# Where to find "CELESTE" gear housing?



## headtube (Apr 19, 2004)

This is a challenge for sure! I managed to procure some brake housing from a local shop, but finding derailleur housing is next to impossible. I have contacted more then three dozen dealers in US and Canada, including BianchiUSA. Perhaps the Bianchi aficionados _here_ can steer me in the right direction? Or perhaps you have spares in your parts bin?

Many thanks in advance!


----------



## fabsroman (Jul 14, 2006)

Good luck. I was hoping that Nokon would come out with a celeste color cable housing, but that didn't happen. I searched for quite a while, and then settled on good old black Campy cable housing. Now that it has already been routed through my Ram bars, there is no way I'm going to swap it for celeste.


----------



## Davoosie (Mar 17, 2007)

I mixed some dye together to attempt coloring some white cables Celeste for my FC.

I used Rit brand dye, mixed and matched and found a combination that came close, but when I applied the dye it didn't take. I plugged the ends of the cable and put it in a batch of dye on the stove and let it sit for an hour, then 2, then over night. Still a VERY minor change in color. I would say light aqua/green, but not really celeste, not even light celeste.

You can go this route with other dyes, you might have better luck.


----------



## headtube (Apr 19, 2004)

Davoosie said:


> I mixed some dye together to attempt coloring some white cables Celeste for my FC.
> 
> I used Rit brand dye, mixed and matched and found a combination that came close, but when I applied the dye it didn't take. I plugged the ends of the cable and put it in a batch of dye on the stove and let it sit for an hour, then 2, then over night. Still a VERY minor change in color. I would say light aqua/green, but not really celeste, not even light celeste.
> 
> You can go this route with other dyes, you might have better luck.


Whoa - sounds quite involved, but certainly industrious on your part. It's too bad it wasn't _perfect_ for you when you were done.

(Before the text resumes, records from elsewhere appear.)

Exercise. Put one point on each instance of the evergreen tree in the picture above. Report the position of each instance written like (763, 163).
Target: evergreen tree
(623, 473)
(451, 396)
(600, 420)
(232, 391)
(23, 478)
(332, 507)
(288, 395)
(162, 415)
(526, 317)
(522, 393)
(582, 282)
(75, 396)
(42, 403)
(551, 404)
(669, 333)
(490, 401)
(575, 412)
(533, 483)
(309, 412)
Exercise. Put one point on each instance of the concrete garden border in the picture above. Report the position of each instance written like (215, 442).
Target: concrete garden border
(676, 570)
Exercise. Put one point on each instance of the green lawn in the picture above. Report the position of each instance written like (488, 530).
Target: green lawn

*Question:* What sort of performance could I expect if I used "brake" cable housing in place of derailleur housing. I do have some lined Celeste brake cable. I am aware that they are wound differently, but I've never tried it.


----------



## Davoosie (Mar 17, 2007)

Shift cables, I think have less flex. I'm not an expert in cables, but I've use brake housing in my wifes MTB for shifting because at the time I couldn't find pink shift cables housing for her bike. They worked fine and I don't think she had any issues. you have to remember that shift housing is of a smaller diameter and might or might not fit in your shifter or derailleur.

Anybody have similar experiences?


----------



## Davoosie (Mar 17, 2007)

Will this work?










https://www.bikeville.com/brakes.html


----------



## headtube (Apr 19, 2004)

Davoosie said:


> Will this work?
> 
> http://www.bikeville.com/brakes.html


I did actually see that URL in my searches for housing. That is brake housing. Brake housing is wound "around" the lining whereas gear housing has the supporting material running parallel to the lining, making it stiffer.

Perhaps I will try using brake housing for derailleur usage and see what happens, but it seems like a lot of setting up if shifting should suck.


----------



## TurboTurtle (Feb 4, 2004)

headtube said:


> Whoa - sounds quite involved, but certainly industrious on your part. It's too bad it wasn't _perfect_ for you when you were done.
> 
> *Question:* What sort of performance could I expect if I used "brake" cable housing in place of derailleur housing. I do have some lined Celeste brake cable. I am aware that they are wound differently, but I've never tried it.


I have used brake cable housing with DT shifters where all you have is the little piece to the rear D. For other types of shifters??? - TF


----------



## jon13009 (Feb 28, 2008)

Thanks for the tips. Trying to score some authentic celeste cables on Ebay was a bit of a pain.


----------